Introduction

Completed

The Dickerson Hierarchy of Reliability offers a map for navigating reliability challenges; what needs to be addressed and in what order. Like other hierarchies of this sort, it's important that the level you're on is solid before moving up the pyramid.

This module addresses the level roughly in the middle of the pyramid. Having addressed your monitoring and your incident review (perhaps with the help of other Learn modules in this learning path), you now have the opportunity to focus on principles and practices that can help you level up your operations practice.

In this module, we'll be focusing on post-incident reviews that can help you learn from failure, resulting in improved reliability.

When you've completed this module, you will:

  • Discover the importance of learning from incidents.
  • Understand the aspects of complex systems that make learning from failure important.
  • Learn when and how to conduct a post-incident review.
  • Understand the purpose and goals of a post-incident review.
  • Know the components that go into a good post-incident review.
  • Be aware of common traps to avoid.
  • Identify helpful practices to conduct a better review.

An introductory story

To set the scene for this module, here's a true story (or half of it, actually; we'll get to the second part later in this module):

During World War II, the B-17 "Flying Fortress" aircraft was involved in a series of accidents. We don't know all of the details of these accidents, and we don't know exactly how many there were. It was wartime, and many of the details were secret and remain secret. What we know is that there were a significant number of similar incidents, involving many individual aircraft and—if it helps when talking about such a serious topic—we can be almost certain that nobody was gravely injured in any of them.

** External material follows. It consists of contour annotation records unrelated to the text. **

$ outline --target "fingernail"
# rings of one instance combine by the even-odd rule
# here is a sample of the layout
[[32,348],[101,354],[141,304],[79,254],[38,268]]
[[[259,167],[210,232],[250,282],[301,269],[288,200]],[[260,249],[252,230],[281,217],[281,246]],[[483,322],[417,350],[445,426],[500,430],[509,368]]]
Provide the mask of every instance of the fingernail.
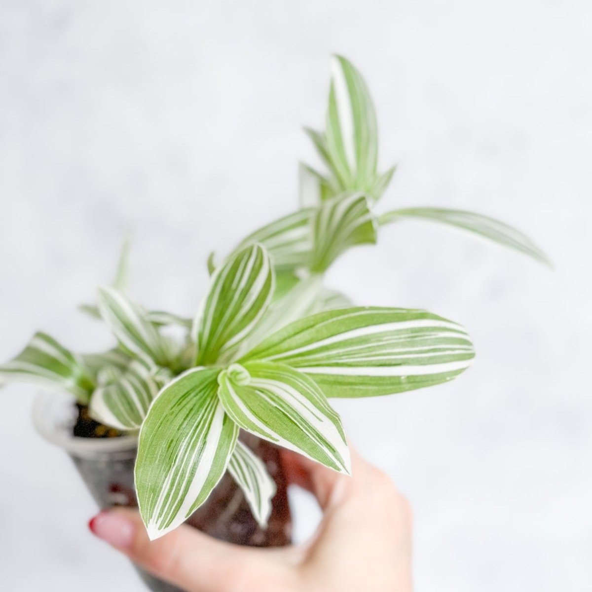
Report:
[[129,549],[134,540],[136,526],[118,512],[99,512],[89,523],[91,532],[118,549]]

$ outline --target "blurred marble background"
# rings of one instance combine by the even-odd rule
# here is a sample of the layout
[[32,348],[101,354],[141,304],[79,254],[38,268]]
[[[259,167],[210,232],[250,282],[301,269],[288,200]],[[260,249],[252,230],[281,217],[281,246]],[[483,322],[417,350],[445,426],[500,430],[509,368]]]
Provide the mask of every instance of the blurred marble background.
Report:
[[[417,590],[592,589],[591,27],[576,0],[0,0],[0,358],[37,329],[109,343],[75,307],[128,231],[133,294],[192,313],[209,251],[294,207],[314,157],[300,127],[321,125],[343,53],[375,97],[381,165],[399,165],[385,209],[479,210],[555,264],[408,222],[330,274],[476,343],[453,383],[337,404],[412,502]],[[0,395],[0,588],[141,590],[86,530],[93,504],[34,432],[33,394]],[[301,538],[318,514],[297,505]]]

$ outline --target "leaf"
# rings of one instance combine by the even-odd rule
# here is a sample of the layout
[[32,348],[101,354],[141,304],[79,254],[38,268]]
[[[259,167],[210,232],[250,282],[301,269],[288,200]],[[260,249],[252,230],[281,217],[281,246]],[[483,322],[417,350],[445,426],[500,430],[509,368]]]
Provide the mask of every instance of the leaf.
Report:
[[310,378],[284,364],[233,364],[218,378],[218,396],[240,427],[350,473],[349,451],[339,416]]
[[158,385],[139,362],[132,362],[123,372],[113,369],[115,371],[107,373],[107,379],[92,393],[90,414],[101,423],[118,429],[139,429],[158,392]]
[[378,218],[378,222],[380,224],[389,224],[406,218],[420,218],[456,226],[489,239],[498,244],[520,251],[549,267],[552,266],[546,255],[526,234],[488,216],[462,210],[406,208],[383,214]]
[[208,498],[226,470],[239,429],[216,395],[218,371],[192,368],[154,400],[140,430],[136,488],[151,540]]
[[206,262],[206,265],[208,267],[208,273],[210,274],[210,276],[214,274],[214,272],[216,269],[216,263],[214,260],[215,259],[216,254],[214,251],[212,251],[209,255],[208,255],[208,260]]
[[98,289],[99,310],[120,342],[149,362],[166,366],[171,357],[167,340],[149,320],[146,311],[114,288]]
[[241,351],[247,351],[274,331],[316,311],[320,305],[317,298],[322,290],[318,275],[298,282],[281,298],[272,302],[245,340]]
[[83,353],[81,359],[94,376],[96,376],[105,366],[115,367],[123,371],[129,366],[132,359],[127,353],[117,349],[110,349],[101,353]]
[[234,252],[259,243],[267,249],[276,271],[306,266],[313,244],[310,220],[313,211],[313,208],[300,210],[263,226],[249,234]]
[[392,176],[395,174],[397,166],[391,166],[385,173],[379,175],[374,179],[372,188],[369,191],[374,201],[378,201],[382,196],[387,188],[391,183]]
[[157,327],[166,325],[179,325],[180,327],[190,328],[193,323],[191,318],[181,317],[173,313],[167,313],[164,310],[149,310],[146,313],[146,318]]
[[292,323],[239,362],[284,363],[314,379],[329,397],[371,397],[446,382],[474,356],[459,325],[423,310],[332,310]]
[[337,190],[330,181],[308,165],[300,163],[298,169],[298,195],[301,208],[317,207],[332,197]]
[[372,98],[362,75],[334,56],[327,110],[327,151],[344,188],[365,191],[376,174],[378,133]]
[[338,195],[323,202],[313,220],[310,269],[323,272],[349,247],[374,244],[376,223],[363,194]]
[[263,461],[238,440],[228,464],[228,471],[242,490],[259,525],[267,528],[276,487]]
[[274,294],[267,252],[253,244],[216,269],[192,334],[198,363],[227,361],[265,312]]
[[36,333],[18,356],[0,365],[0,382],[66,391],[82,404],[95,386],[82,359],[44,333]]
[[272,301],[281,298],[298,282],[300,278],[292,271],[276,271],[275,273],[275,290]]

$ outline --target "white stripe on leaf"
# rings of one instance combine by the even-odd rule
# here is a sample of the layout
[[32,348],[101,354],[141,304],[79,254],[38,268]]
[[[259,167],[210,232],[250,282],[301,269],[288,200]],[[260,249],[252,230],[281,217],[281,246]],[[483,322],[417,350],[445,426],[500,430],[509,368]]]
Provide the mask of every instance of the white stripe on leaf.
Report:
[[172,354],[168,342],[141,307],[123,292],[105,287],[99,288],[98,305],[101,316],[126,348],[147,362],[169,362]]
[[310,269],[323,272],[349,247],[375,244],[377,226],[366,197],[360,193],[327,200],[313,220]]
[[152,374],[141,363],[133,362],[124,372],[104,368],[102,384],[92,393],[89,406],[91,417],[120,430],[137,430],[144,420],[158,385]]
[[464,329],[422,310],[320,313],[275,333],[241,363],[266,360],[311,376],[329,397],[391,394],[446,382],[470,365]]
[[374,182],[378,130],[372,99],[362,75],[340,56],[334,56],[327,110],[327,150],[342,185],[366,191]]
[[276,486],[263,461],[238,440],[230,457],[228,470],[242,490],[255,520],[262,528],[266,528]]
[[268,250],[276,270],[305,266],[312,247],[310,220],[313,211],[310,208],[300,210],[262,227],[243,240],[234,253],[259,243]]
[[136,487],[152,540],[173,530],[208,498],[226,470],[239,429],[218,399],[212,368],[168,384],[140,432]]
[[269,256],[247,247],[218,268],[195,318],[198,363],[228,361],[265,313],[274,294]]
[[14,382],[70,392],[83,404],[94,388],[82,359],[44,333],[36,333],[20,353],[0,365],[0,382]]
[[284,364],[249,362],[247,384],[218,377],[218,395],[235,423],[251,433],[340,472],[349,474],[349,451],[339,416],[314,381]]

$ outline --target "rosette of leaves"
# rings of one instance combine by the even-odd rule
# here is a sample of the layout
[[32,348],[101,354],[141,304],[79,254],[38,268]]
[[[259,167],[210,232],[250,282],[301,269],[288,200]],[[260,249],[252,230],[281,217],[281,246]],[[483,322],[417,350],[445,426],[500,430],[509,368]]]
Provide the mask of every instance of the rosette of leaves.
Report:
[[376,211],[396,168],[378,169],[374,105],[361,74],[345,57],[333,58],[324,129],[305,131],[324,170],[301,163],[301,209],[253,233],[239,247],[265,245],[278,273],[322,273],[350,247],[375,244],[380,227],[413,218],[468,231],[550,265],[525,234],[488,216],[435,207]]
[[214,273],[186,339],[172,342],[124,292],[102,288],[117,348],[78,356],[39,334],[0,374],[70,392],[107,425],[140,426],[136,484],[151,538],[184,522],[227,470],[265,525],[275,485],[240,429],[349,474],[331,398],[443,382],[474,356],[461,327],[422,310],[350,307],[259,332],[275,290],[265,248],[245,247]]

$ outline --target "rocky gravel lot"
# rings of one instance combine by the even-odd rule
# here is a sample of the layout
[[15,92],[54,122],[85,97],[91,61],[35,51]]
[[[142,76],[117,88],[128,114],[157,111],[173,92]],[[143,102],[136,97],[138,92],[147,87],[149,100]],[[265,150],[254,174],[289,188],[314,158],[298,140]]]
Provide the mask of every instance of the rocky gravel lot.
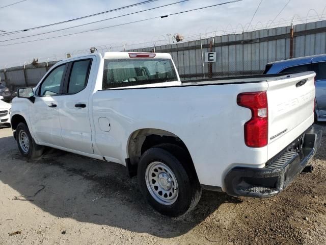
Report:
[[147,205],[123,166],[53,149],[27,160],[0,129],[0,244],[324,245],[326,136],[311,163],[278,196],[204,191],[194,211],[171,219]]

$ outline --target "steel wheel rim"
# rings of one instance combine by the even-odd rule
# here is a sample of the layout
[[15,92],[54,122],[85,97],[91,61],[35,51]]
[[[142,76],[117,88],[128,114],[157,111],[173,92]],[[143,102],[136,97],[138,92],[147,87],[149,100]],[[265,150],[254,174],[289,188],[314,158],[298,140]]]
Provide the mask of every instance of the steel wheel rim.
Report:
[[23,130],[19,131],[18,141],[20,148],[24,153],[28,153],[30,150],[30,139],[27,134]]
[[178,199],[178,182],[172,170],[161,162],[150,163],[146,168],[145,181],[147,189],[156,201],[171,205]]

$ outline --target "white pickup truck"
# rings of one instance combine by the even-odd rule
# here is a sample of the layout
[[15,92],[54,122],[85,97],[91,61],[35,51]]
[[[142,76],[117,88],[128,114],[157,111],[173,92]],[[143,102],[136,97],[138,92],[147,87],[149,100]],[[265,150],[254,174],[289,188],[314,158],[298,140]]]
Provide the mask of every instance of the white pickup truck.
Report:
[[183,82],[168,54],[92,54],[20,89],[21,154],[50,146],[126,167],[157,211],[184,214],[202,189],[276,195],[321,143],[313,72]]

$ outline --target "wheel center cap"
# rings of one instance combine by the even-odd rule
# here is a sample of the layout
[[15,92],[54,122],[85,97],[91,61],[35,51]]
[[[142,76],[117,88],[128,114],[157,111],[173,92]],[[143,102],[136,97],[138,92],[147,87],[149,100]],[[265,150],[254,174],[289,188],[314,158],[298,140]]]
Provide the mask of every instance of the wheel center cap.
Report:
[[165,173],[161,173],[158,175],[158,183],[161,188],[166,190],[171,189],[172,183],[172,180],[167,174]]

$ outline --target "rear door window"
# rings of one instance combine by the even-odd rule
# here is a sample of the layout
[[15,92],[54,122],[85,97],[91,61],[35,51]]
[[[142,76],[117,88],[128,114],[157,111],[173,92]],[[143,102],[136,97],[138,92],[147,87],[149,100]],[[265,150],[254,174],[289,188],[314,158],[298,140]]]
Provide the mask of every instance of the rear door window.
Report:
[[90,65],[90,59],[75,61],[72,63],[68,93],[77,93],[86,87]]

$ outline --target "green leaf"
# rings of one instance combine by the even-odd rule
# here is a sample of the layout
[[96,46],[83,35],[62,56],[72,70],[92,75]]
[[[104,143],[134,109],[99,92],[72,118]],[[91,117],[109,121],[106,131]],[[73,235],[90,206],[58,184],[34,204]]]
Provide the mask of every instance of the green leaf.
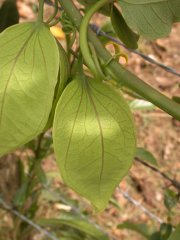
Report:
[[5,0],[0,8],[0,32],[19,22],[15,0]]
[[93,79],[74,80],[57,105],[53,141],[64,182],[103,210],[135,152],[123,97]]
[[137,148],[136,149],[136,157],[140,158],[144,162],[150,163],[151,165],[158,166],[156,158],[152,155],[151,152],[147,151],[144,148]]
[[117,36],[127,48],[138,48],[137,41],[139,36],[129,28],[122,14],[115,6],[112,7],[111,11],[111,22]]
[[153,110],[156,108],[154,104],[143,99],[134,99],[129,106],[132,110]]
[[180,21],[179,0],[119,0],[127,24],[147,39],[166,37]]
[[134,224],[131,222],[124,222],[122,224],[119,224],[117,227],[120,229],[129,229],[135,231],[144,236],[146,239],[150,238],[150,234],[148,233],[148,227],[146,224]]
[[0,156],[40,134],[49,117],[59,71],[54,37],[43,23],[0,34]]
[[176,230],[172,233],[168,240],[179,240],[180,239],[180,224],[177,225]]
[[38,223],[44,227],[52,226],[55,228],[63,224],[84,232],[94,237],[94,239],[108,240],[108,237],[100,229],[86,220],[79,218],[77,215],[73,215],[72,213],[61,214],[61,216],[57,219],[39,219]]

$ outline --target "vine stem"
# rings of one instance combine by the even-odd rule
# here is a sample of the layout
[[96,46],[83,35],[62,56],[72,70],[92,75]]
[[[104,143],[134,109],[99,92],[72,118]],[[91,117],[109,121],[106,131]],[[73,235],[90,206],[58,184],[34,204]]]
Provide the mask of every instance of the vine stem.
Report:
[[43,22],[43,14],[44,14],[44,0],[39,0],[39,10],[38,10],[38,22]]
[[[73,1],[59,0],[59,2],[63,7],[64,11],[67,13],[69,18],[73,22],[73,24],[76,26],[76,28],[80,29],[82,16],[79,10],[74,5]],[[102,59],[104,63],[106,63],[112,56],[99,41],[96,34],[90,30],[90,28],[88,30],[88,39],[94,45],[99,57]],[[116,60],[112,60],[108,64],[106,71],[117,82],[123,84],[124,86],[138,93],[143,98],[152,102],[154,105],[164,110],[177,120],[180,120],[180,104],[172,101],[171,99],[161,94],[147,83],[143,82],[143,80],[138,78],[133,73],[129,72],[127,69],[121,66]]]
[[81,22],[81,26],[80,26],[80,30],[79,30],[79,43],[80,43],[80,49],[83,55],[83,58],[87,64],[87,66],[90,68],[90,70],[92,71],[92,73],[95,76],[98,76],[97,73],[97,69],[96,66],[94,64],[94,61],[92,59],[92,54],[90,52],[89,46],[88,46],[88,39],[87,39],[87,33],[88,33],[88,26],[89,26],[89,22],[93,16],[93,14],[95,12],[98,11],[98,9],[100,9],[101,7],[103,7],[105,4],[110,2],[113,2],[112,0],[100,0],[98,1],[96,4],[94,4],[89,11],[87,11],[87,13],[85,14],[82,22]]

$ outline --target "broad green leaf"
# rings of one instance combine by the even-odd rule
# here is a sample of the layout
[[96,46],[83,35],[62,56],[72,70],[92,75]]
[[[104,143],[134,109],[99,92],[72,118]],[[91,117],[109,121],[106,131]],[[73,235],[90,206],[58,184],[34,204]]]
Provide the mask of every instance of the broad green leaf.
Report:
[[134,99],[129,106],[132,110],[153,110],[156,108],[154,104],[143,99]]
[[122,14],[115,6],[112,7],[111,11],[111,22],[117,36],[127,48],[138,48],[137,41],[139,36],[129,28]]
[[144,162],[150,163],[154,166],[158,166],[157,160],[156,158],[153,156],[153,154],[149,151],[147,151],[144,148],[137,148],[136,149],[136,155],[137,158],[140,158],[141,160],[143,160]]
[[19,22],[15,0],[5,0],[0,8],[0,32]]
[[180,239],[180,224],[177,225],[176,230],[172,233],[168,240],[179,240]]
[[144,236],[146,239],[150,238],[150,233],[148,233],[148,227],[146,224],[135,224],[131,222],[124,222],[122,224],[119,224],[117,227],[120,229],[129,229],[129,230],[135,231],[141,234],[142,236]]
[[43,131],[58,71],[58,47],[45,24],[18,24],[0,34],[0,156]]
[[52,226],[56,228],[63,224],[84,232],[94,237],[94,239],[108,240],[108,237],[100,229],[72,213],[61,214],[61,216],[56,219],[40,219],[38,223],[42,226]]
[[93,79],[80,80],[58,102],[54,149],[64,182],[103,210],[132,164],[134,124],[121,95]]
[[180,21],[179,0],[119,0],[127,24],[147,39],[166,37]]

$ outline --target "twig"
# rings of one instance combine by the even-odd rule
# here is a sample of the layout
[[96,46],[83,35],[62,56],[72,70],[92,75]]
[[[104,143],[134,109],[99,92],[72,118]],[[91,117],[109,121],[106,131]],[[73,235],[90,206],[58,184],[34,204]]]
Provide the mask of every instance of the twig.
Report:
[[150,164],[142,161],[141,159],[139,159],[139,158],[137,158],[137,157],[135,158],[135,160],[136,160],[137,162],[141,163],[142,165],[150,168],[152,171],[157,172],[158,174],[160,174],[163,178],[167,179],[167,180],[172,184],[172,186],[174,186],[174,187],[180,192],[180,182],[178,182],[178,181],[170,178],[168,175],[166,175],[165,173],[161,172],[161,171],[160,171],[159,169],[157,169],[156,167],[151,166]]
[[118,187],[119,192],[123,195],[124,198],[126,198],[129,202],[131,202],[134,206],[139,208],[142,212],[144,212],[146,215],[148,215],[151,219],[155,220],[156,222],[162,224],[164,221],[156,216],[154,213],[149,211],[147,208],[145,208],[141,202],[138,202],[134,198],[132,198],[129,193],[124,192],[120,187]]
[[97,35],[100,35],[100,36],[104,36],[108,39],[110,39],[111,41],[113,41],[114,43],[117,43],[118,45],[122,46],[123,48],[125,48],[126,50],[128,50],[129,52],[132,52],[134,54],[137,54],[139,55],[140,57],[142,57],[143,59],[145,59],[146,61],[154,64],[154,65],[157,65],[159,66],[160,68],[164,69],[166,72],[169,72],[171,74],[174,74],[178,77],[180,77],[180,73],[177,72],[177,70],[175,70],[174,68],[172,67],[169,67],[163,63],[160,63],[156,60],[154,60],[153,58],[145,55],[144,53],[138,51],[138,50],[134,50],[134,49],[130,49],[130,48],[127,48],[119,39],[117,38],[114,38],[112,37],[111,35],[109,35],[108,33],[102,31],[98,26],[94,25],[94,24],[91,24],[91,28],[92,30],[97,34]]
[[14,214],[15,216],[17,216],[18,218],[20,218],[22,221],[28,223],[29,225],[31,225],[33,228],[35,228],[37,231],[43,233],[45,236],[47,236],[49,239],[52,240],[60,240],[59,238],[56,238],[55,236],[53,236],[49,231],[47,231],[46,229],[42,228],[41,226],[37,225],[35,222],[33,222],[32,220],[30,220],[29,218],[27,218],[26,216],[22,215],[21,213],[19,213],[17,210],[13,209],[9,204],[7,204],[2,197],[0,197],[0,204],[2,205],[2,208],[5,209],[6,211],[11,212],[12,214]]

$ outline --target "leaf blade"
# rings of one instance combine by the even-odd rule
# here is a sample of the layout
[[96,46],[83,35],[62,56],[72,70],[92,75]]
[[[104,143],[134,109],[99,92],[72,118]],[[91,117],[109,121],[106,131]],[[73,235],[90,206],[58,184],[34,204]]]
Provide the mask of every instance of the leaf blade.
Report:
[[1,33],[0,155],[45,127],[59,69],[57,53],[44,24],[18,24]]
[[93,80],[74,80],[57,105],[53,141],[64,182],[105,208],[134,155],[133,121],[122,97]]

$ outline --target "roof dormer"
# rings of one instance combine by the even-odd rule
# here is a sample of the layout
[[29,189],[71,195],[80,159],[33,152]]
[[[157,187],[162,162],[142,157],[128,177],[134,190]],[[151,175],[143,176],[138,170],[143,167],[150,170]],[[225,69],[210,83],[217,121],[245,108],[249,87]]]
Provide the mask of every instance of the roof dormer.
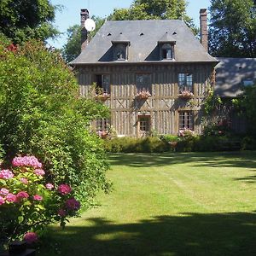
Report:
[[113,49],[113,61],[128,61],[128,48],[130,41],[120,32],[118,37],[111,41]]
[[[174,34],[174,33],[173,33]],[[175,33],[176,34],[176,33]],[[173,36],[170,35],[167,32],[158,41],[160,49],[160,60],[174,60],[174,45],[176,39]]]

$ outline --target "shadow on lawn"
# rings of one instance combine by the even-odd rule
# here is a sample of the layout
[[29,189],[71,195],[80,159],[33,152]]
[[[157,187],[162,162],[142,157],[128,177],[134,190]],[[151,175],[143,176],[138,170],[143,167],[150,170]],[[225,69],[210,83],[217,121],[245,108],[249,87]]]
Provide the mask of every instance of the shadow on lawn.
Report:
[[113,154],[110,164],[131,167],[190,163],[193,166],[256,168],[256,152]]
[[89,221],[55,230],[61,255],[256,255],[255,212],[183,213],[125,224]]

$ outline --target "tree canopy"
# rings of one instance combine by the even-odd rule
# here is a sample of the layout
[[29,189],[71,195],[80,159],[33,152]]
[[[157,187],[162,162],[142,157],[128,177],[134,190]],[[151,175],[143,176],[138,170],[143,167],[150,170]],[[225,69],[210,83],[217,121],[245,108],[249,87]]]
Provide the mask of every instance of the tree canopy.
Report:
[[212,0],[210,52],[216,56],[255,57],[254,0]]
[[52,25],[56,8],[49,0],[1,0],[0,32],[15,44],[54,37],[58,33]]

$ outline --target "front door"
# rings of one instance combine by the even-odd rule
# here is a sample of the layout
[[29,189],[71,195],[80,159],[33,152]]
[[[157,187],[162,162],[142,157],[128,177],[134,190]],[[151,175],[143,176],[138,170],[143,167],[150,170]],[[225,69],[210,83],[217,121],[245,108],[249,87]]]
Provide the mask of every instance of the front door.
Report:
[[150,115],[139,115],[137,122],[138,137],[148,136],[150,131]]

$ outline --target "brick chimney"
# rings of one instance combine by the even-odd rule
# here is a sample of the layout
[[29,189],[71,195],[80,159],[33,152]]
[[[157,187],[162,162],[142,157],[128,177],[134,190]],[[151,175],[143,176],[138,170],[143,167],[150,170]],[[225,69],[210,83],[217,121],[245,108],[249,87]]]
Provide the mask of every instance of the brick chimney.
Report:
[[207,9],[200,9],[201,44],[208,52]]
[[89,18],[89,11],[87,9],[81,9],[81,51],[88,44],[87,42],[87,30],[84,27],[84,22]]

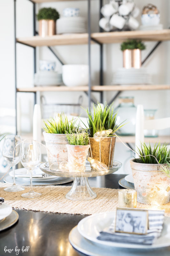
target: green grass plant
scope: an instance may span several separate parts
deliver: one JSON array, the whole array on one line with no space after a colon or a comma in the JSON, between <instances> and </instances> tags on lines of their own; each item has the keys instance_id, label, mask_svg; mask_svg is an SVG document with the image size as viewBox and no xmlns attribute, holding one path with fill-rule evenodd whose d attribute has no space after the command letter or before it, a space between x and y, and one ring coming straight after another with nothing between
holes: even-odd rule
<instances>
[{"instance_id":1,"label":"green grass plant","mask_svg":"<svg viewBox=\"0 0 170 256\"><path fill-rule=\"evenodd\" d=\"M47 121L44 121L45 126L44 131L48 133L65 134L74 133L76 132L78 126L76 127L77 119L73 117L68 121L66 116L62 114L59 119L51 118Z\"/></svg>"},{"instance_id":2,"label":"green grass plant","mask_svg":"<svg viewBox=\"0 0 170 256\"><path fill-rule=\"evenodd\" d=\"M109 129L113 130L109 136L115 135L114 133L124 125L125 124L122 124L123 122L116 124L117 113L114 112L113 104L114 102L109 106L106 103L103 107L99 103L98 105L93 104L93 114L91 108L90 110L88 108L85 110L87 115L89 127L88 131L90 137L93 137L97 132Z\"/></svg>"},{"instance_id":3,"label":"green grass plant","mask_svg":"<svg viewBox=\"0 0 170 256\"><path fill-rule=\"evenodd\" d=\"M144 143L141 143L141 148L138 148L137 153L139 158L134 160L137 163L153 164L170 163L170 149L168 149L166 143L162 145L155 143L152 148L150 143L148 145Z\"/></svg>"}]
</instances>

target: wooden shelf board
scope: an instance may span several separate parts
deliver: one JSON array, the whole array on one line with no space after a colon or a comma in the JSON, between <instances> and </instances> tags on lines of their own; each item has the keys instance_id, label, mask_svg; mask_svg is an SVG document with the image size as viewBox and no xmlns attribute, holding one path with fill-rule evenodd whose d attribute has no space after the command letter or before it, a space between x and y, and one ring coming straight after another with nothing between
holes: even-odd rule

In each case, what would happen is this: A B-17 would come in to land, would land successfully, and then either on the runway or taxiing back to the hanger, something strange would happen. Something serious would happen. The B-17 would be on the ground and all of a sudden the landing gear would suddenly retract, and the plane would collapse onto the runway.

In each case, the investigators would look for evidence of mechanical or electrical failure, and in each case, they couldn't find any. So, what they concluded was that this was a case of pilot error, that the pilots had mistakenly retracted the landing gear.

Here's two additional pieces of information: the investigators were correct that no mechanical or electrical failures had occurred. The accidents kept happening.

This information might lead you to be dissatisfied with the initial conclusion reached about these accidents, perhaps leave you wondering if this is the whole story. In this module, we're going to propose that something is missing in this conclusion and in the investigations that led to it.